Bis Donnerstagmittag sollen die Knochen zugeordnet sein
Es wäre also beinahe absurd – wenn auch nicht völlig auszuschließen – dass die nun gefundenen Knochen sowie Zähne nicht zu Sonja Engelbrecht gehören würden. Auch einen menschlichen Kiefer fanden die Beamten, von denen etwa hundert seit dem 28. März erneut dieses steile Waldstück mit Spürstäben durchforsten. "Bis Donnerstagmittag sollte Klarheit herrschen, ob der aktuelle Fund zu Sonja Engelbrecht gehört", sagt Polizeisprecher Werner Kraus.

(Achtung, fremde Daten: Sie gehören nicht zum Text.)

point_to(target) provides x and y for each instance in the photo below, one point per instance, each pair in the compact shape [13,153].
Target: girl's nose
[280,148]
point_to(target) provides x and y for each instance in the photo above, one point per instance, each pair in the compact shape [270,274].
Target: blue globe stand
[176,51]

Vergraben waren die Knochen nicht. "An der Oberfläche direkt am Felsspalt haben wir sie entdeckt", so Kraus weiter. Ein vollständiges Skelett sei das noch nicht, hört man aus den Gesprächen der Polizei, weshalb weitergesucht werde.

Da stellt sich die zweite Frage: Hat sich Engelbrechts Mörder etwa keine allzu große Mühe gemacht, die junge Frau gut zu verstecken, zu vergraben? Das könne man daraus nicht unbedingt schließen, sagt die Polizei.

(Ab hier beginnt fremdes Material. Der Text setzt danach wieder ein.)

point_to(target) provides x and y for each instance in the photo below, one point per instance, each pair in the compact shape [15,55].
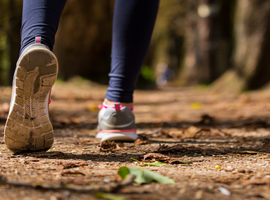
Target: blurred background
[222,43]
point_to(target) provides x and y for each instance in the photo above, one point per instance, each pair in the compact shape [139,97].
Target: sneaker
[116,124]
[28,127]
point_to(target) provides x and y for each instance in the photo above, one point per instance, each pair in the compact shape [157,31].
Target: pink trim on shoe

Ohne Sicherung würde man hier herunterfallen wie ein Stein
Kroatische Spürhunde hatten am Dienstag zunächst angeschlagen, oberhalb der jetzigen Fundstelle, am obersten Punkt des Felsspalts. Die Beamten mussten sich mit den Alpin-Spezialisten der oberbayrischen Polizei abseilen, um überhaupt zum Fundort zu gelangen, so steil geht es hier herunter. Ohne Sicherung würde hier fast jeder von oben herunterfallen wie ein Stein. So drängt sich eine dritte Frage auf.
Hat Engelbrechts Mörder die tote junge Frau auf das Aussichtsplateau gefahren und von oben Richtung Felsspalt geworfen? Darauf dürfte es jedoch keine Antwort geben, solange der Täter nicht gefasst ist. Denn Zeit und Witterung haben hier die meisten nützlichen Spuren längst verwischt.
Nicht nur die nächsten Verwandten und engsten Freunde Engelbrechts stellen sich seit fast drei Jahrzehnten die Frage, was der Fachoberschülerin Sonja damals wirklich passiert ist. Jetzt, seit Mittwochnachmittag, herrscht ein kleines Stück mehr Gewissheit.
Wie verschwand Sonja Engelbrecht?
Es gibt viele Theorien, wie Sonja Engelbrecht 1995 verschwunden sein könnte. Die Schülerin war lebensfroh. Da ist etwa die Geschichte vom verstoßenen Verehrer. Hat ein frustrierter Buhler die Gewalttat begangen? Und wenn ja, geschah das im Affekt oder geplant? Woran ist die 19-Jährige überhaupt gestorben?
Ziemlich sicher ist: Jemand muss Sonja Engelbrecht in einem Auto in diesen Staatsforst gebracht haben. Ob tot oder lebendig ist unklar. Eine sehr geringe Restwahrscheinlichkeit: Sonja Engelbrecht könnte bei einem Ausflug mit einem Unbekannten tödlich verunglückt sein, vielleicht abgestürzt. Könnte der Begleiter daraufhin panisch geworden sein und ließ die junge Frau an der Felswand zurück, weil er dachte, sie würde schon gefunden werden?
Falls doch Mord: Viele Theorien gehen von einem Einzeltäter aus. Aber auch mehrere Personen könnten verantwortlich sein. Die kommenden Tage und Woche werden zeigen, wie nah die Polizei der Wahrheit nun kommen kann.